Un kyste, tendance à la récidive
Rempli de liquide, d'un diamètre de quelques milimètres à un centimètres il surgit plus fréquemment entre 40 et 50 ans. Soit durant la péri-ménopause. Isolé ou en groupe, il est la conséquence d'une dilatation d'un des multiples canaux galactophores (transportant le lait). Toujours bénin, il est parfois douloureux, mobile (il «roule» sous la peau), lisse et rond. Il est aisément diagnostiqué par palpation, par mammographie et/ou par échographie.
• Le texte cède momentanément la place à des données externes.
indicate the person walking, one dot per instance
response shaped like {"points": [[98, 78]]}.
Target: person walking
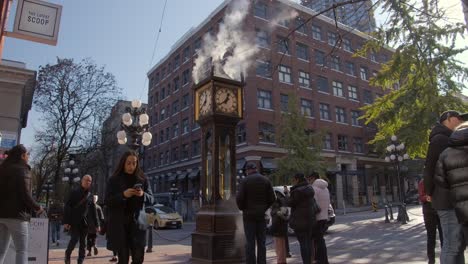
{"points": [[254, 197], [322, 197], [126, 194], [431, 223], [16, 204], [55, 217], [439, 196], [452, 174], [75, 220], [279, 226], [303, 214], [95, 219]]}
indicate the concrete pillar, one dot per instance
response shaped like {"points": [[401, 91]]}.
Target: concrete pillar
{"points": [[355, 188], [339, 191]]}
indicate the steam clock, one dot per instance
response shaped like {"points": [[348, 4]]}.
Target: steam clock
{"points": [[218, 109]]}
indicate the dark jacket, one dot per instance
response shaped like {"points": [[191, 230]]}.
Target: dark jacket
{"points": [[438, 142], [279, 216], [303, 214], [452, 173], [255, 196], [77, 207], [15, 198], [117, 207]]}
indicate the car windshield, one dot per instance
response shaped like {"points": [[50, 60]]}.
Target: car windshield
{"points": [[164, 210]]}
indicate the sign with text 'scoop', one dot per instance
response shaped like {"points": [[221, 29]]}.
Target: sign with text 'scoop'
{"points": [[38, 21]]}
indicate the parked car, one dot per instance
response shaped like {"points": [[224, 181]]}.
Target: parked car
{"points": [[165, 216]]}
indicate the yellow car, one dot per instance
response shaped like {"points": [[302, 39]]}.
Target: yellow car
{"points": [[165, 217]]}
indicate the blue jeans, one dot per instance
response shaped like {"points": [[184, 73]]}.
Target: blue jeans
{"points": [[55, 231], [18, 231], [255, 230], [454, 243]]}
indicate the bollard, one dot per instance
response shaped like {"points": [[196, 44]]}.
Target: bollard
{"points": [[386, 214]]}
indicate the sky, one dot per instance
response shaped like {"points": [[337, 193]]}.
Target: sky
{"points": [[121, 35]]}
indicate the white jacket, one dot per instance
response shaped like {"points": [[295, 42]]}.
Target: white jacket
{"points": [[322, 197]]}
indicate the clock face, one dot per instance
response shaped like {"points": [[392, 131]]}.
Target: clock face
{"points": [[205, 102], [226, 100]]}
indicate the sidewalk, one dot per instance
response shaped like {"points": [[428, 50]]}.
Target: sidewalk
{"points": [[361, 237]]}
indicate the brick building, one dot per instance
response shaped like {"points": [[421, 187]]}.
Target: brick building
{"points": [[315, 63]]}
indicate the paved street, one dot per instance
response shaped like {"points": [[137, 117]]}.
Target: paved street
{"points": [[361, 237]]}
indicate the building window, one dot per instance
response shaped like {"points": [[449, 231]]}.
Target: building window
{"points": [[320, 58], [241, 134], [186, 77], [266, 132], [358, 145], [186, 53], [347, 45], [342, 142], [352, 92], [355, 118], [175, 107], [336, 63], [185, 125], [325, 111], [262, 38], [302, 51], [283, 45], [195, 147], [263, 69], [176, 83], [332, 38], [340, 115], [337, 88], [364, 73], [322, 84], [304, 79], [316, 32], [350, 68], [260, 10], [301, 26], [367, 97], [168, 133], [185, 101], [327, 141], [184, 151], [306, 107], [175, 154], [264, 99], [284, 73], [284, 99]]}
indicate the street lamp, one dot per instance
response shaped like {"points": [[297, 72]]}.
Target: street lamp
{"points": [[71, 172], [396, 154], [135, 125]]}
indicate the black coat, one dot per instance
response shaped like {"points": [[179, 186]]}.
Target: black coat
{"points": [[452, 173], [438, 142], [279, 220], [77, 208], [15, 198], [255, 196], [117, 206], [303, 214]]}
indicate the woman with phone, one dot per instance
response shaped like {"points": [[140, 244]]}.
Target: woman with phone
{"points": [[127, 193]]}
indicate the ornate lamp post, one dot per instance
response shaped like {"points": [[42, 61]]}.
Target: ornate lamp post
{"points": [[396, 154], [135, 125], [71, 172]]}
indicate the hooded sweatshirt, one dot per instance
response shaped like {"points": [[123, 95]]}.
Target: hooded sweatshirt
{"points": [[322, 197]]}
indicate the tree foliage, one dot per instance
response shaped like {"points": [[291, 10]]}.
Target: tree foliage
{"points": [[423, 78], [302, 145], [74, 99]]}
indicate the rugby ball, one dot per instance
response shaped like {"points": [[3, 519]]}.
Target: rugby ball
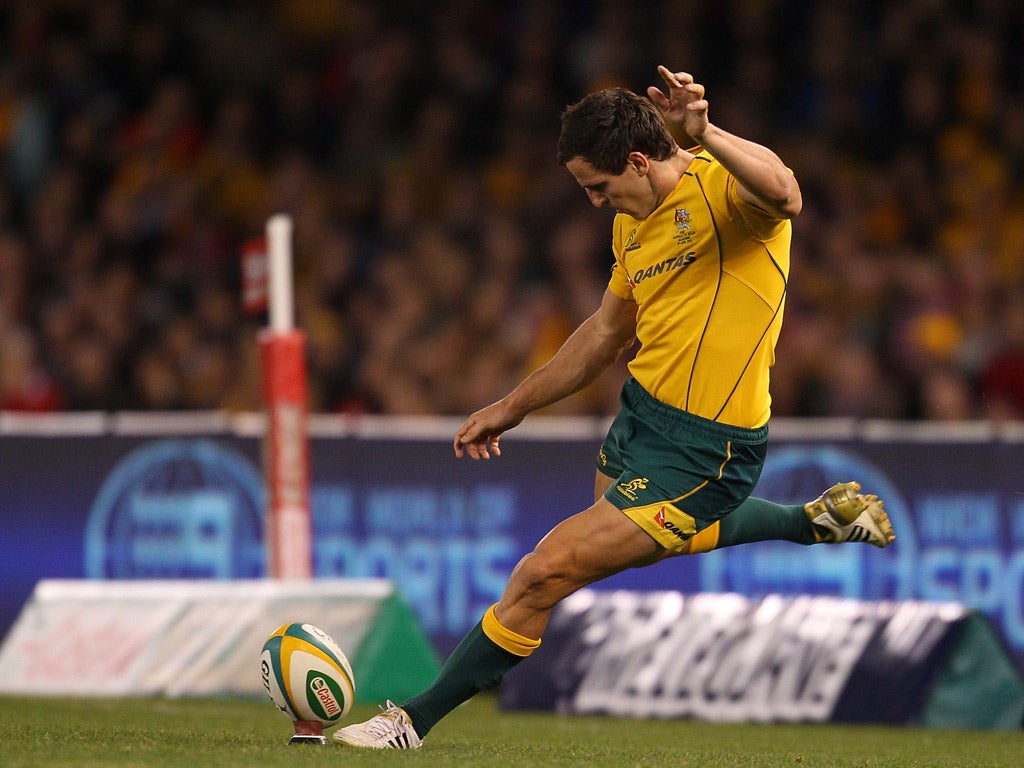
{"points": [[306, 675]]}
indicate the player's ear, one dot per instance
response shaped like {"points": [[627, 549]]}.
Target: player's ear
{"points": [[638, 163]]}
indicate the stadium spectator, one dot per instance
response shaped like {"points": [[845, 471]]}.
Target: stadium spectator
{"points": [[142, 142]]}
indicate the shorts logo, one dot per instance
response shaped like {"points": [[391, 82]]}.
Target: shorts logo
{"points": [[670, 526], [629, 489]]}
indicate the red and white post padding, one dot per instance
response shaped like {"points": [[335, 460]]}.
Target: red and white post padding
{"points": [[286, 448]]}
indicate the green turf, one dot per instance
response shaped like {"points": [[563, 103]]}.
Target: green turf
{"points": [[205, 733]]}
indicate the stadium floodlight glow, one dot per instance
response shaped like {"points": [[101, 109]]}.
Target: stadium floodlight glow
{"points": [[286, 454]]}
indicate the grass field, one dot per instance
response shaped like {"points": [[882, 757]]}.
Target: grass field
{"points": [[206, 733]]}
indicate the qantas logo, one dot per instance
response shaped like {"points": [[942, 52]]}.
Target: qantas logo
{"points": [[662, 267]]}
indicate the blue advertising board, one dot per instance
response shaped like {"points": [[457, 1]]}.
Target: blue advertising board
{"points": [[136, 506]]}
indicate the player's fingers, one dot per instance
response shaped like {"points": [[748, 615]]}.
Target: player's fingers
{"points": [[655, 95]]}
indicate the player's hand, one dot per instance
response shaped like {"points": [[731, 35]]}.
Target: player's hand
{"points": [[480, 433], [684, 104]]}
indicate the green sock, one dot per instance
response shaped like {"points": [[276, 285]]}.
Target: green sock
{"points": [[760, 520], [477, 664]]}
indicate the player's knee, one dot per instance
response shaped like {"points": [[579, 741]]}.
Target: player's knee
{"points": [[544, 578]]}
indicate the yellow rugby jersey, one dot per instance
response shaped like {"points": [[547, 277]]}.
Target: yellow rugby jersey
{"points": [[709, 274]]}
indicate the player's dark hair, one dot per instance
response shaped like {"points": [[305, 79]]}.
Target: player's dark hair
{"points": [[604, 127]]}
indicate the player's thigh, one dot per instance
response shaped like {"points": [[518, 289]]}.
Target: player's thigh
{"points": [[601, 483], [597, 543]]}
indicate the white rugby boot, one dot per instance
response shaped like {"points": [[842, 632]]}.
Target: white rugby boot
{"points": [[390, 730], [843, 514]]}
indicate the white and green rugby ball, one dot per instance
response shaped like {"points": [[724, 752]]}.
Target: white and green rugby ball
{"points": [[306, 675]]}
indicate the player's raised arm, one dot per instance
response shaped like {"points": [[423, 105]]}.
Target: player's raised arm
{"points": [[590, 350], [764, 179]]}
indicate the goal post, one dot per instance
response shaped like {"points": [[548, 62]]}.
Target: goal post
{"points": [[286, 443]]}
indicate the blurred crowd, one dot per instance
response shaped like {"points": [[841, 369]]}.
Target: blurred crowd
{"points": [[441, 252]]}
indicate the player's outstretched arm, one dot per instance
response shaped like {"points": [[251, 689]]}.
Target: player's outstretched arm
{"points": [[589, 351], [764, 179]]}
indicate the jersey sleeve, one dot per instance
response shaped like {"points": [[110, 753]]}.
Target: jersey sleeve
{"points": [[761, 224]]}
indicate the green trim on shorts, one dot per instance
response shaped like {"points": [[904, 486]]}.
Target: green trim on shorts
{"points": [[676, 473]]}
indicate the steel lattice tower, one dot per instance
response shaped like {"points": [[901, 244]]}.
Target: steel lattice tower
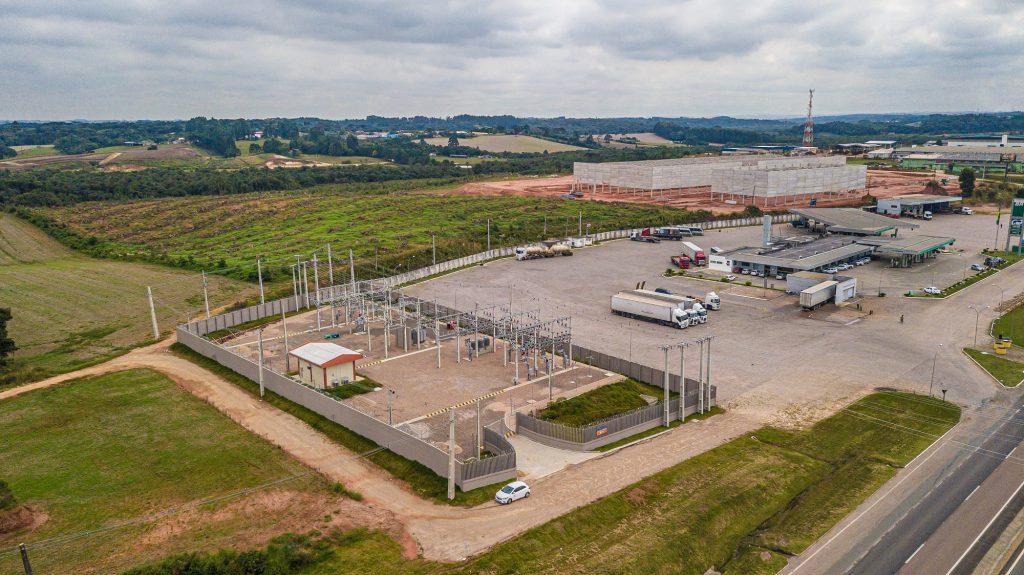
{"points": [[809, 125]]}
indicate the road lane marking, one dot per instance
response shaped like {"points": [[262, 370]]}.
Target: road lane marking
{"points": [[971, 493], [933, 447], [913, 554], [990, 522]]}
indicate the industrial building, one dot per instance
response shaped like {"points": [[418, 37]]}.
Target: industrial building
{"points": [[780, 183], [324, 364], [914, 205]]}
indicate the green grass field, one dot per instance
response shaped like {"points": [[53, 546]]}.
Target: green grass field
{"points": [[509, 142], [96, 452], [604, 402], [71, 311], [36, 150], [718, 510], [386, 217], [1007, 371]]}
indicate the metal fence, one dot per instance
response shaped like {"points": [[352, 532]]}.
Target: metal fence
{"points": [[483, 472], [598, 434], [384, 435]]}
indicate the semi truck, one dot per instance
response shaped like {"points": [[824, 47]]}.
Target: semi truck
{"points": [[818, 295], [641, 304], [682, 262], [536, 252], [694, 253], [669, 233]]}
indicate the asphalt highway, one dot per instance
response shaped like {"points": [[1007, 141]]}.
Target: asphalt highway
{"points": [[951, 527]]}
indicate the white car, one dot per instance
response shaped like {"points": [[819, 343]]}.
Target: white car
{"points": [[511, 492]]}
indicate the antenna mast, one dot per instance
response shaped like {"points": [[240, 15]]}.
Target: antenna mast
{"points": [[809, 125]]}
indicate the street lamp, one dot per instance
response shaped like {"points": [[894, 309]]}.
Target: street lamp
{"points": [[935, 359], [977, 318]]}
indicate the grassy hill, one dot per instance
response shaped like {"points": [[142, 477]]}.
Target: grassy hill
{"points": [[71, 310], [96, 452], [509, 142], [365, 217]]}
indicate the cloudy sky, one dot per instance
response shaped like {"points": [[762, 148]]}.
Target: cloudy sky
{"points": [[346, 58]]}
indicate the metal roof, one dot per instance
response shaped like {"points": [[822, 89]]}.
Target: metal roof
{"points": [[923, 198], [322, 354], [912, 246], [852, 220], [806, 257]]}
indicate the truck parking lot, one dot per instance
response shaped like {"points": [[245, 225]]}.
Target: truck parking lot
{"points": [[763, 342]]}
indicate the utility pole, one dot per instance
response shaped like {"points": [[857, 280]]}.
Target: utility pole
{"points": [[25, 559], [682, 382], [259, 274], [206, 296], [665, 384], [700, 377], [259, 335], [295, 288], [390, 407], [316, 280], [153, 313], [451, 453], [708, 381], [330, 265], [351, 268], [284, 323]]}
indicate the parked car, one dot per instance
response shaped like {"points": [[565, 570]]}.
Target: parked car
{"points": [[511, 492]]}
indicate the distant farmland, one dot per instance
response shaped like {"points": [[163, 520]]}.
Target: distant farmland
{"points": [[70, 310], [508, 142], [365, 217]]}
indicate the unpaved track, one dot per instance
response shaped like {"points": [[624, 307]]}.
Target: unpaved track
{"points": [[441, 533]]}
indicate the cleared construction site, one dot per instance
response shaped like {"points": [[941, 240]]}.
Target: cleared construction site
{"points": [[772, 180]]}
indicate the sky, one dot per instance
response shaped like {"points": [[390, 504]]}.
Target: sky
{"points": [[344, 58]]}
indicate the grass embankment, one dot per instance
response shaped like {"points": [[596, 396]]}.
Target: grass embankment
{"points": [[71, 311], [103, 450], [1011, 324], [419, 478], [971, 280], [654, 431], [392, 220], [773, 492], [1007, 371], [604, 402]]}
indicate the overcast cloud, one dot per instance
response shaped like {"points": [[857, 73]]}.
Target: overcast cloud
{"points": [[346, 58]]}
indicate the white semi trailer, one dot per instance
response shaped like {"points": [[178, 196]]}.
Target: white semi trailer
{"points": [[639, 304], [818, 295]]}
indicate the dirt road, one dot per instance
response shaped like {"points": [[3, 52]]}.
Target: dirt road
{"points": [[439, 532]]}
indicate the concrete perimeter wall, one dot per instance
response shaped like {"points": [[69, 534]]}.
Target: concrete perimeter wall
{"points": [[468, 475]]}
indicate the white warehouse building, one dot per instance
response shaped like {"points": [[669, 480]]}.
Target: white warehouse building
{"points": [[778, 183]]}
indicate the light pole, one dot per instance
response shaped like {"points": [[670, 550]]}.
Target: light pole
{"points": [[935, 359]]}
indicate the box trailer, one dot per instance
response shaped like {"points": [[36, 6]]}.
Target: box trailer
{"points": [[633, 303], [817, 296], [694, 253]]}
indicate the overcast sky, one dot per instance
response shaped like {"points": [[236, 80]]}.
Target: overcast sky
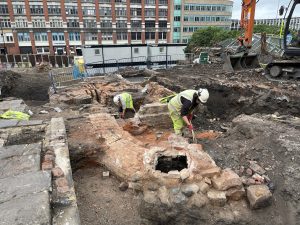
{"points": [[264, 9]]}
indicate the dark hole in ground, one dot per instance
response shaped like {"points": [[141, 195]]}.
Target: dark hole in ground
{"points": [[169, 163]]}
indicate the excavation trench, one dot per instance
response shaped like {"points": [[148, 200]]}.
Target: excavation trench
{"points": [[89, 151]]}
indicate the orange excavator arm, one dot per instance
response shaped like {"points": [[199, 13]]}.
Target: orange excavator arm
{"points": [[247, 22]]}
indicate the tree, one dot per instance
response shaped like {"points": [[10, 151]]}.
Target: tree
{"points": [[208, 37]]}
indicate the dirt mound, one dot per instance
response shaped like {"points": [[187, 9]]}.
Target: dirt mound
{"points": [[30, 86], [8, 81]]}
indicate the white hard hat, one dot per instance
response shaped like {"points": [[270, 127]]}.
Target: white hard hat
{"points": [[116, 99], [203, 95]]}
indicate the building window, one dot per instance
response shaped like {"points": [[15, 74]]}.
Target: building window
{"points": [[42, 50], [137, 12], [23, 37], [121, 24], [163, 2], [121, 35], [72, 23], [3, 9], [38, 23], [149, 12], [89, 23], [71, 10], [106, 36], [135, 36], [54, 10], [136, 24], [177, 7], [106, 24], [20, 23], [36, 9], [5, 23], [162, 35], [162, 24], [120, 11], [135, 1], [149, 2], [74, 36], [104, 1], [177, 18], [97, 51], [91, 36], [105, 11], [58, 36], [150, 35], [176, 29], [56, 23], [19, 9], [149, 23], [9, 37], [88, 11], [40, 37]]}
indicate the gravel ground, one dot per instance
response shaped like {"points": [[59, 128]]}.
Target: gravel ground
{"points": [[101, 202]]}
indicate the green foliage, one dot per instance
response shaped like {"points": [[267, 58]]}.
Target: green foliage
{"points": [[208, 37]]}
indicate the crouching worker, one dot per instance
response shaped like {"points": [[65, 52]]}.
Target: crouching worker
{"points": [[181, 108], [124, 102]]}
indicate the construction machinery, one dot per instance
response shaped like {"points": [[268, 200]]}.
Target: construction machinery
{"points": [[288, 66]]}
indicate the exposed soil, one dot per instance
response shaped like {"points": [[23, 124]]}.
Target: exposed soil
{"points": [[101, 202], [231, 94], [29, 85]]}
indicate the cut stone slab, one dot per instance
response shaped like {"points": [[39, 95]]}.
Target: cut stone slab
{"points": [[189, 189], [19, 150], [16, 165], [217, 198], [8, 123], [211, 172], [259, 196], [23, 185], [235, 194], [15, 105], [30, 122], [32, 209], [227, 179]]}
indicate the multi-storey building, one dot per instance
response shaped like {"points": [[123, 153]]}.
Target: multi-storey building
{"points": [[294, 24], [190, 15], [63, 26]]}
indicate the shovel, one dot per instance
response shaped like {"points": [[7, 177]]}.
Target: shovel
{"points": [[194, 137]]}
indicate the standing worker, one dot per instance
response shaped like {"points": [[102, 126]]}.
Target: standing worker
{"points": [[181, 108], [124, 102]]}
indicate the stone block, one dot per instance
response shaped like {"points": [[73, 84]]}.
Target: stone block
{"points": [[235, 194], [16, 165], [8, 123], [32, 209], [30, 122], [203, 187], [259, 196], [19, 150], [211, 172], [189, 189], [227, 179], [198, 200], [163, 195], [217, 198], [57, 172], [24, 184]]}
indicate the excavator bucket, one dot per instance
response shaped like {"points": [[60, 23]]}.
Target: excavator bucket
{"points": [[240, 62]]}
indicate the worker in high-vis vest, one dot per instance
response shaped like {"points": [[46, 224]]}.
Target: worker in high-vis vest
{"points": [[181, 108], [124, 102]]}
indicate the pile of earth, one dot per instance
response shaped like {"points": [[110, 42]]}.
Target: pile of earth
{"points": [[31, 86]]}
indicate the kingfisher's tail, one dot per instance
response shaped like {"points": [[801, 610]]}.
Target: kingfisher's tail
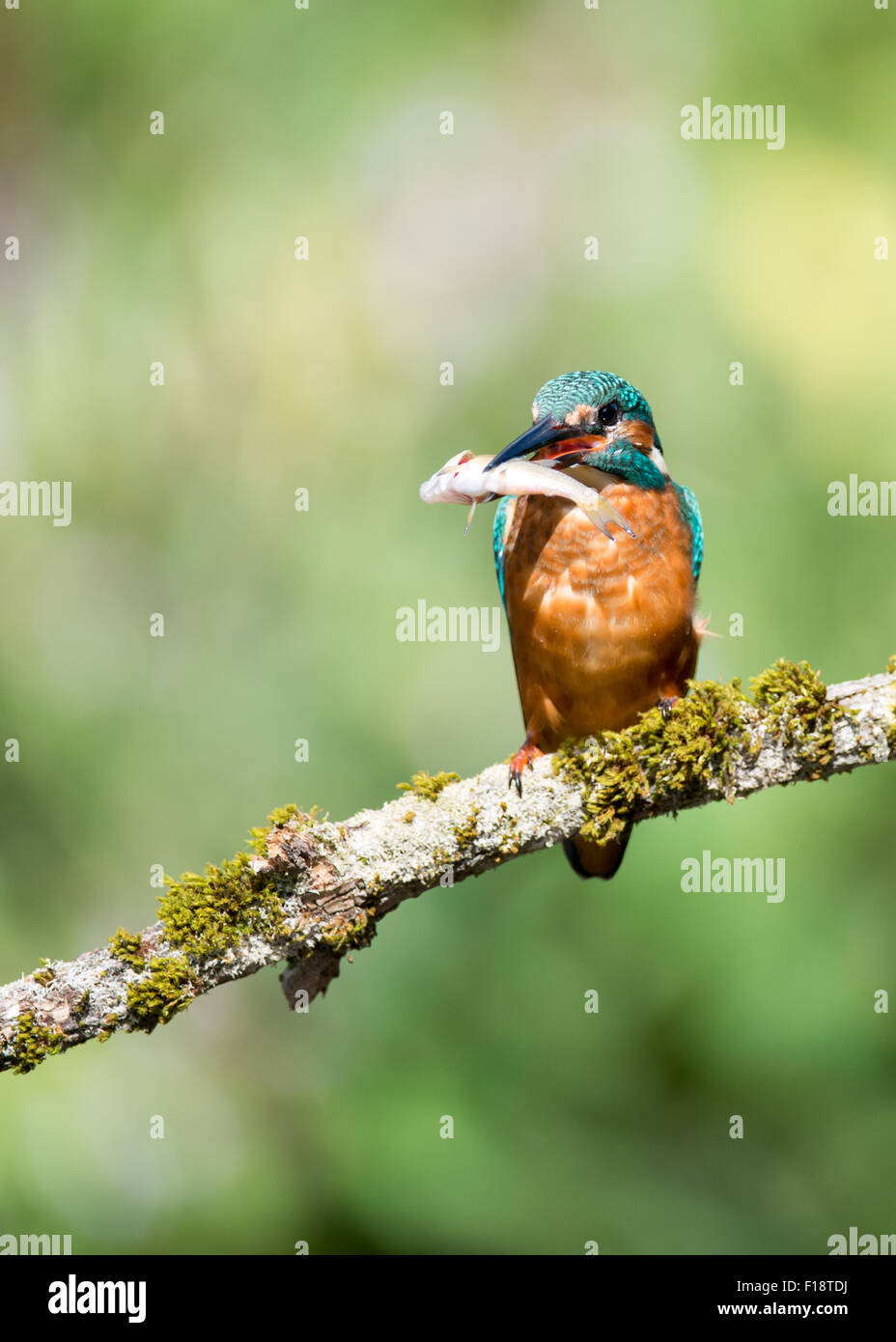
{"points": [[596, 859]]}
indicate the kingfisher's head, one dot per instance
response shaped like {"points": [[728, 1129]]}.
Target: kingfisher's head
{"points": [[582, 412]]}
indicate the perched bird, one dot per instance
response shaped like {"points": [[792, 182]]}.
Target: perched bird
{"points": [[602, 627]]}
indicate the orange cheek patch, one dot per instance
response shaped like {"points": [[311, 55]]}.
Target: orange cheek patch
{"points": [[633, 431], [569, 444]]}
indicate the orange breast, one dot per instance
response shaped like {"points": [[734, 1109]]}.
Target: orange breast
{"points": [[602, 629]]}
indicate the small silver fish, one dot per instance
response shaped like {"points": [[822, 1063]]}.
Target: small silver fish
{"points": [[464, 479]]}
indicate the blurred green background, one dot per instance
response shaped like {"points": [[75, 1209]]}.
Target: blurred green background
{"points": [[281, 625]]}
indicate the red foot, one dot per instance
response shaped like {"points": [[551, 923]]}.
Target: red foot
{"points": [[523, 759]]}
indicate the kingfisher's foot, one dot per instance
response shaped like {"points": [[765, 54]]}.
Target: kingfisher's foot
{"points": [[522, 760]]}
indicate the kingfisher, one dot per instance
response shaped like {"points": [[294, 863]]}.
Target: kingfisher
{"points": [[602, 627]]}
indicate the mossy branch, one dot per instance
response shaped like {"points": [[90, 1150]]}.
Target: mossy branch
{"points": [[313, 890]]}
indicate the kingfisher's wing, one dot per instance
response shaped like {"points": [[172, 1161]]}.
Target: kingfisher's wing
{"points": [[499, 533], [691, 515]]}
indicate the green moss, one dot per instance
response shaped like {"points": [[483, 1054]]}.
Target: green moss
{"points": [[795, 701], [125, 946], [165, 988], [428, 785], [289, 815], [33, 1042], [702, 737], [467, 831], [700, 740], [350, 935], [207, 915], [45, 974]]}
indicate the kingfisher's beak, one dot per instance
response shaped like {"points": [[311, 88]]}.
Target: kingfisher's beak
{"points": [[540, 435]]}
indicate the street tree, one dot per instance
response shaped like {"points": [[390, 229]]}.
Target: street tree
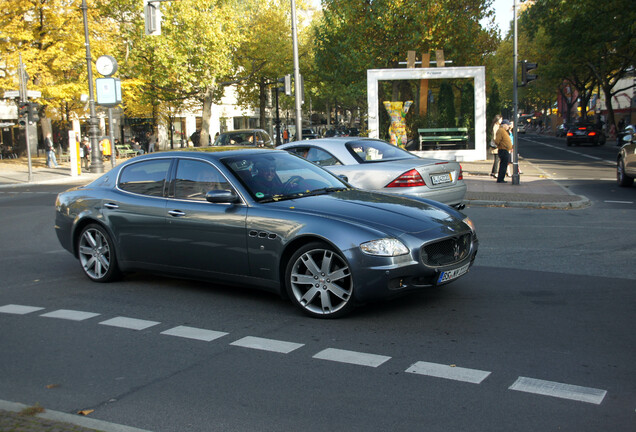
{"points": [[592, 35]]}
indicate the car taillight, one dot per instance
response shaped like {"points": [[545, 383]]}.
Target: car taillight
{"points": [[408, 179]]}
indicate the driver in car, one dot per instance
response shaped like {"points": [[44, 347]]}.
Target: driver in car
{"points": [[266, 182]]}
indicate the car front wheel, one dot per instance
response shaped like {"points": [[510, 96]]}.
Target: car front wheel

Ce dernier examen différencie un kyste au contenu liquide d'une tumeur solide. La thérapie est simple : une ponction, sous anesthésie locale, réduit le kyste en quelques secondes et permet d'analyser son contenu. La récidive n'est pas rare et exige le même traitement.
Les kystes fibreux (maladie de Reclus, mastopathie fibrokystique et dystrophie mammaire) font exception. Il s'agit de la combinaison de plusieurs kystes et d'une fibrose. Ils sont souvent sans gravité, bien que celles qui en souffrent s'inquiètent en cas d'apparition de nouvelles grosseurs. Parfois, ces kystes fibreux s'accompagnent d'une prolifération des cellules qui recouvrent les parois des canaux galactophores. Les risques de développer une tumeur maligne sont alors plus élevés.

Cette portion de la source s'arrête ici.